Les villages blancs du Vermont : Vers les verts monts

On les appelle les "villages blancs" parce que tous les bâtiments sont peints en blanc; et parce que les puritains qui les ont fondés au XVIIIe siècle avaient peut-être à coeur, au-delà de la pureté de l’âme, celle du sang. Les choses ont peu changé dans ce coin du monde.

Les États-Unis d’Amérique ont commencé ici. Presque. En tout cas, les premiers habitants européens du Vermont – baptisé ainsi par Samuel de Champlain qui trouvait les montagnes bien belles et bien vertes – sont venus de la côte Atlantique à la recherche d’une vie plus simple, plus proche de la nature et de la pensée théologique protestante. Ceux qui fuyaient les régions côtières voulaient implanter une nouvelle façon de vivre en société à partir de principes entièrement inédits pour l’époque: liberté (pour tout le monde sauf les Amérindiens), égalité (pas d’esclavage, du moins officiellement) et, pourrait-on dire, fraternité (en attendant la guerre civile). Ces principes ont donné naissance à une vraie culture américaine, à une économie parmi les plus dynamiques, et à un système éducatif diligent dont s’inspirent encore les grandes universités de la région, devenues depuis le XIXe siècle, les Ivy Leagues.

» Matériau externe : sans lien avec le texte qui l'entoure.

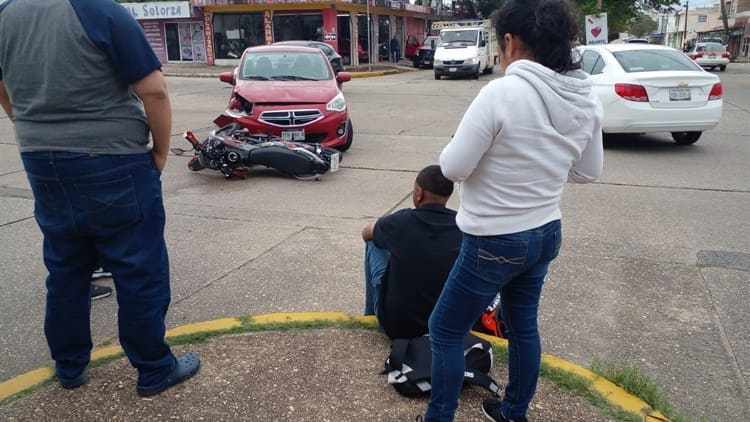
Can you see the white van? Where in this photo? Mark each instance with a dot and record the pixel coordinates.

Ces idées d’une société entièrement libérée de la hiérarchie anglaise ont donné naissance à de splendides villages partout en Nouvelle-Angleterre. C’est pourtant au Vermont, le plus petit, le moins peuplé et le moins industrialisé des six États de la Nouvelle-Angleterre, que ces villages ont gardé intacte leur apparence d’autrefois. Pourquoi? Parce que le Vermont a été un État indépendant – complètement indépendant – pendant 14 ans, et que les Vermontois ont toujours manifesté un esprit d’indépendance envers l’État fédéral en votant contre toute attente, des lois… presque antiaméricaines. Exemple: on interdit toujours les panneaux publicitaires le long des routes, principales ou secondaires et l’établissement de fast-foods (presque un symbole sacré au royaume de la nourriture pas chère et rapide) y est également proscrit. Le résultat est réjouissant: les routes sont propres, parfaitement bien tenues et libres de "pollution visuelle" comme on nous l’affirme au bureau du tourisme. Étonnant? Encore plus quand on songe que le gouverneur de l’État – un républicain – a voté contre George Bush au début de l’année et a fait basculé la majorité au Sénat dans le camp démocrate. Tout ça dans une tranche du pays plus petit que le Nouveau-Brunswick et moins peuplé que Longueuil.

Ne serait-ce que pour cela, les quatre heures de route qui nous séparent des villages blancs en vaudraient déjà bien la peine; mais le Vermont a dans sa poche plus d’un atout. Complètement au sud de l’État, les villages blancs ont été fondés au milieu des plus hauts sommets des Appalaches, dans le parc national des Green Mountains. Le mont Snow et le mont Stratton culminent à plus de 1200 mètres, ce qui en fait les stations de ski les plus attrayantes (et les moins chères) de la Côte-Est. Et quand on parcourt les routes sinueuses et les forêts pratiquement épargnées par la coupe massive, on se dit qu’il y a quand même du bon à avoir stoppé net le développement du tourisme de masse. Les Vermontois évitent du reste toute forme d’excès. On le constate à traverser les villages enjolivés de bed & breakfast pittoresques, aménagés dans d’anciennes chaumières de bois, de restaurants élégants rarement kitsch et même de Relais et Châteaux, établis dans ce qui était autrefois les demeures somptueuses des riches industriels new-yorkais, qui envoyaient femmes et enfants dans le coin pour y passer les étés.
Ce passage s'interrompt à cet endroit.